O aspeto mais significativo do impacto desta catástrofe à escala Mundial é provavelmente aquele que não é tão fácil de colocar sobre números, nem de descrever tão facilmente em palavras. Falo das consequências de toda esta conjuntura sanitária, económica e social na nossa saúde mental. A par com a saúde física, a saúde mental é a que confere significado elevado à existência humana, porque o ser humano é um ser social e precisa de conseguir interagir com os seus pares. Saúde física sem saúde mental equivale a diminuir a humanidade do ser humano. Sem saúde mental não se consegue viver uma vida de tonalidade positiva e, pelo contrário, destrói-se a capacidade de viver a tal vida social saudável com as pessoas ao nosso redor, e ao mesmo tempo limitar o que podemos potencialmente contribuir para a sociedade.
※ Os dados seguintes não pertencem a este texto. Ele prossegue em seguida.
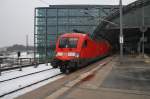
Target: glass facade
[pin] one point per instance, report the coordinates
(50, 22)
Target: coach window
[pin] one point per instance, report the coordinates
(85, 44)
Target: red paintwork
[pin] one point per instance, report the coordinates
(93, 49)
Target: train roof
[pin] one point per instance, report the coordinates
(74, 35)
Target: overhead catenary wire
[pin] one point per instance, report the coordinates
(44, 2)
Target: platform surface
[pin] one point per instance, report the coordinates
(129, 79)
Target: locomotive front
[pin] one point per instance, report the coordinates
(68, 49)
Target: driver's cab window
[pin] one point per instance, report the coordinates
(85, 44)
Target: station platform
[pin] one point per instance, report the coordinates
(109, 78)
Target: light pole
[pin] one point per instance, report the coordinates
(143, 25)
(121, 29)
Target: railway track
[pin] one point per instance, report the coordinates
(28, 85)
(25, 75)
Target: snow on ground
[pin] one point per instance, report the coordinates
(27, 70)
(27, 80)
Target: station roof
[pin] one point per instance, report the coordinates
(131, 31)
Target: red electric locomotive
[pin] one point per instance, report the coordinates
(75, 50)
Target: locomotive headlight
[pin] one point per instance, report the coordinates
(59, 54)
(75, 54)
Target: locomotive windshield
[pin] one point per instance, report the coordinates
(67, 42)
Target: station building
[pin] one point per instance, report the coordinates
(52, 21)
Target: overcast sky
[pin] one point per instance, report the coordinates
(17, 16)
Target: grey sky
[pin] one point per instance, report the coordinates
(16, 17)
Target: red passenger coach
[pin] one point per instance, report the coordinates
(75, 50)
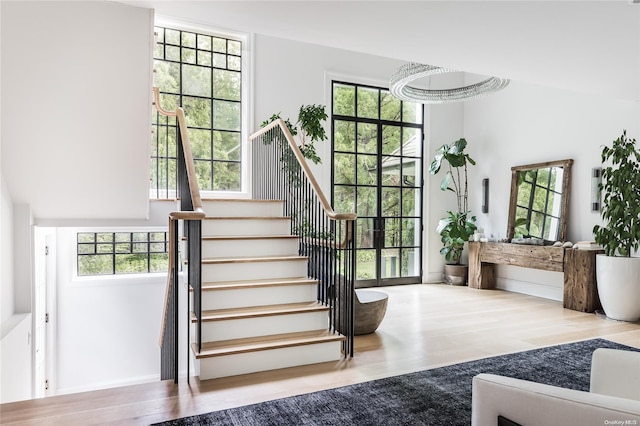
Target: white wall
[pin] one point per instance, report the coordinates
(289, 74)
(76, 90)
(107, 328)
(6, 254)
(15, 359)
(525, 124)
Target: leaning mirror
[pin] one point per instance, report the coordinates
(538, 206)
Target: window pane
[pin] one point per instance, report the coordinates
(391, 232)
(95, 264)
(367, 138)
(364, 232)
(235, 47)
(86, 248)
(227, 145)
(205, 174)
(366, 202)
(204, 42)
(391, 140)
(390, 202)
(367, 170)
(197, 80)
(189, 56)
(86, 237)
(200, 143)
(344, 136)
(344, 199)
(344, 168)
(367, 102)
(226, 176)
(365, 264)
(197, 112)
(390, 267)
(389, 107)
(409, 235)
(123, 248)
(410, 262)
(410, 202)
(226, 115)
(219, 45)
(226, 85)
(344, 100)
(188, 39)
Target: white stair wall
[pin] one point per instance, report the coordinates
(252, 362)
(262, 293)
(282, 267)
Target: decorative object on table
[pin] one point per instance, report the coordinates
(458, 226)
(617, 272)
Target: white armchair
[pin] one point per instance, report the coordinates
(614, 397)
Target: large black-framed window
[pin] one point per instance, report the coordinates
(377, 143)
(203, 74)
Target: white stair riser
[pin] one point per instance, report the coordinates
(266, 247)
(258, 296)
(253, 270)
(234, 227)
(242, 208)
(252, 362)
(264, 326)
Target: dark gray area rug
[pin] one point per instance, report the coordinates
(440, 396)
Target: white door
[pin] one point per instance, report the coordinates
(43, 275)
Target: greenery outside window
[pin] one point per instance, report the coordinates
(116, 253)
(203, 73)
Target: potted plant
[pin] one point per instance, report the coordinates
(617, 271)
(310, 123)
(458, 226)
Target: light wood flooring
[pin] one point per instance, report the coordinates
(426, 326)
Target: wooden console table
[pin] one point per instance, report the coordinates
(579, 268)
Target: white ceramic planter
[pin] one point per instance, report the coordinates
(619, 286)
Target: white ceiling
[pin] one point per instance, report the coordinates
(586, 46)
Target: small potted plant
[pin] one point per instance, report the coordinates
(617, 271)
(458, 226)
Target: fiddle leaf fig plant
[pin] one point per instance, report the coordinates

Esta Pandemia já nos flagelou de várias formas em termos de impacto psicológico: o luto e sofrimento daqueles que lidaram com a perda de pessoas próximas, o impacto psicológico e ansiedade dos que perderam o seu emprego, os sentimentos depressivos e de angústia derivados do isolamento e distanciamento familiar, a privação da restrição de movimentos, o sentimento constante de medo e insegurança em relação não apenas ao presente, mas sobretudo em relação ao futuro. Temos, contudo, a noção que as repercussões na saúde mental ainda podem estar no início. Tudo faz prever que este seja um caminho que ainda se espera longo, e que continuará bem além do fim da circulação do vírus.
A saída desta conjuntura não depende apenas da qualidade dos serviços prestados pelas instituições de saúde, mas está ligada sobretudo à atitude e contribuição individual de cada um. A importância dessa responsabilidade individual tem de estar gravada dentro de cada um de nós no momento de levantar as restrições. Ela minimizará a duração da Pandemia, bem como o dano económico esperado, e finalmente por consequência o grau de repercussão na saúde mental. Quanto mais cedo for conseguido o fim da disseminação do vírus, algo que está nas mãos de cada um de nós, mais esses efeitos serão mitigados de forma exponencial.